Monday, August 1, 2011

CALL CENTRE SKILLS


The level of knowledge and skills found in contact centres varies widely; for example, the skills required in telephone number enquiries are very different to those required in conducting a medical examination or counselling an emotional person. Also, the use of ‘first-contact resolution’ discourages the transfer of the customer to another adviser and results in the need to answer a greater range of calls. Screen prompts and lists of Frequently Asked Questions are helpful but not all customers fit into the standard framework.

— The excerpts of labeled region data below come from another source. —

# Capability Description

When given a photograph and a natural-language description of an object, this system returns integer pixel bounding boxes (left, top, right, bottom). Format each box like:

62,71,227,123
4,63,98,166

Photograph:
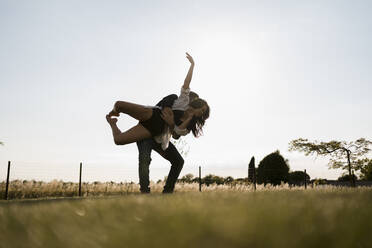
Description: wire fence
0,161,372,199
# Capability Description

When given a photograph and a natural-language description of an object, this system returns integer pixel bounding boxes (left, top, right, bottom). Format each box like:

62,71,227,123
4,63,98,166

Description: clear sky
0,0,372,181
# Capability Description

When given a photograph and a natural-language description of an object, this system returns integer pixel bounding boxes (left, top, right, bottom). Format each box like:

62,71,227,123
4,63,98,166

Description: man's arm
156,94,178,108
183,53,195,89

Furthermore, the scope of the job may be wider in some areas than in others, requiring multi-skilling, eg local government call centres experience a wide range of queries and requests such as anti-social behaviour calls, refuse, highways, pest control, noise pollution, corporate complaints, Council Tax, Social Services referrals, and Housing and Housing Repairs. In effect, the levels of skills and competencies depend upon the business model. The skills used in contact centres are also difficult to describe because in many respects they are hidden:
Quality service requires that workers rely on inner arsenals of affective and interpersonal skills, capabilities which cannot be successfully codified, standardized or dissected into discrete components and set forth in a company handbook.

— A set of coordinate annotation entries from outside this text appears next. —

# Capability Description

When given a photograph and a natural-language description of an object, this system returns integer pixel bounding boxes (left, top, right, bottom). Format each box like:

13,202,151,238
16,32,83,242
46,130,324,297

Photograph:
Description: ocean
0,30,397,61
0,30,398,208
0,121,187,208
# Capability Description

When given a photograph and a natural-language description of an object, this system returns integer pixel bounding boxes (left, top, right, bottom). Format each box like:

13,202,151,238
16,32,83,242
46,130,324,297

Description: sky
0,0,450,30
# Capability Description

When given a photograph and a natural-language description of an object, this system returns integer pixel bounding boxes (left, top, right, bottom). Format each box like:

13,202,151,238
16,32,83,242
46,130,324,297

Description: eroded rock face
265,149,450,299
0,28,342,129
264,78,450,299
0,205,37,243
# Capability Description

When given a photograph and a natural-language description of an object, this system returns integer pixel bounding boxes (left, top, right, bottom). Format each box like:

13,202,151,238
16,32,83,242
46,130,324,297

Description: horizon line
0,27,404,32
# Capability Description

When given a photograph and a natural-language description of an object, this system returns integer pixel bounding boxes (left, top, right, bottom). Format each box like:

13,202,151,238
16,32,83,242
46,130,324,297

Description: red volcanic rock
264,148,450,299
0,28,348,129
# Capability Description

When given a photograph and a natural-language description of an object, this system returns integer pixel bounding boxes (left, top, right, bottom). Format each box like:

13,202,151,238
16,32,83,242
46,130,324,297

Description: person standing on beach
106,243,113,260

These ‘inner arsenals’ progress from being slow, explicit knowledge to quick, intuitive tacit knowledge that is not clear to observe. When NHS Direct call operators first begin they are very slow and methodical, reading the question then asking the question and then typing in the details. Gradually, the skills become intuitive, allowing the operator to listen more closely to the caller and follow a suitable protocol that is clinically safe. This can be critically important as the following remarks illustrate:
I use critical thinking. . . it is problem solving but all about not being robotic. Mental health calls is an example. ‘Can you give me the telephone number for Mind?’ ‘Why do you want that?’ You could actually put it on the health information queue, but why do they want the number? ‘Actually, I am sat on Cli on Bridge and I am just about to jump!’ Different call!

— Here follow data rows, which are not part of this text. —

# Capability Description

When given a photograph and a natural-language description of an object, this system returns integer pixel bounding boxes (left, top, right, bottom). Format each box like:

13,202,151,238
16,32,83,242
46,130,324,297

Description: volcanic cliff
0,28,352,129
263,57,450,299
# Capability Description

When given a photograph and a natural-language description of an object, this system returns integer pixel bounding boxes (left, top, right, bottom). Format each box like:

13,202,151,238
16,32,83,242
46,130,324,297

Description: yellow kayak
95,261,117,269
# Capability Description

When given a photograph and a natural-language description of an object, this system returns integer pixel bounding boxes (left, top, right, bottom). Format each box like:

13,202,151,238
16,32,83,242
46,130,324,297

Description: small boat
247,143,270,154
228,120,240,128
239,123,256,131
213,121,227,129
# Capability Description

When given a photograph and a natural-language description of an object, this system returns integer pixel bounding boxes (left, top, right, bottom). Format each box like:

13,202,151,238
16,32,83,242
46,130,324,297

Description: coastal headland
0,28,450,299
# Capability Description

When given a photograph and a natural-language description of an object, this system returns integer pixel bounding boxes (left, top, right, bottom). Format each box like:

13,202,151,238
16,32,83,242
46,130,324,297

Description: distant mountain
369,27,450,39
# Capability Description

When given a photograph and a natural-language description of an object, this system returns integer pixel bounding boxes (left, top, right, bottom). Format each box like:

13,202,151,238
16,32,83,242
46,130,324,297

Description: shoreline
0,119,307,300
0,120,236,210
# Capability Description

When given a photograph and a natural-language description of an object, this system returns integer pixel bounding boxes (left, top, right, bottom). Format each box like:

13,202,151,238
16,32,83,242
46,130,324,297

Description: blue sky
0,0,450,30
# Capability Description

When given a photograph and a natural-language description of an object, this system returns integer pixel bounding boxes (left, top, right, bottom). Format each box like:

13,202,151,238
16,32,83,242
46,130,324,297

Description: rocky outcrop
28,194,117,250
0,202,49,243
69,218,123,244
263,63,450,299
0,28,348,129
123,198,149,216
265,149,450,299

There is no clear agreement about the level of skills required in call centres. Employers and industry representatives present the industry as knowledge-intensive and requiring skilled employees with good interpersonal skills. On the other hand, many academics emphasize the repetition, routine and lack of control experienced by the agents.
Yet it would appear that the picture is more complicated than a skilled/ deskilled argument. The skills of contact centre advisers are not always acknowledged  because interactive service work is different to that of white collar work such as banking. Moreover, although a public perception exists that jobs in call centres are relatively easy, in reality they need a mixture of abilities, attitudes, characteristics and skills.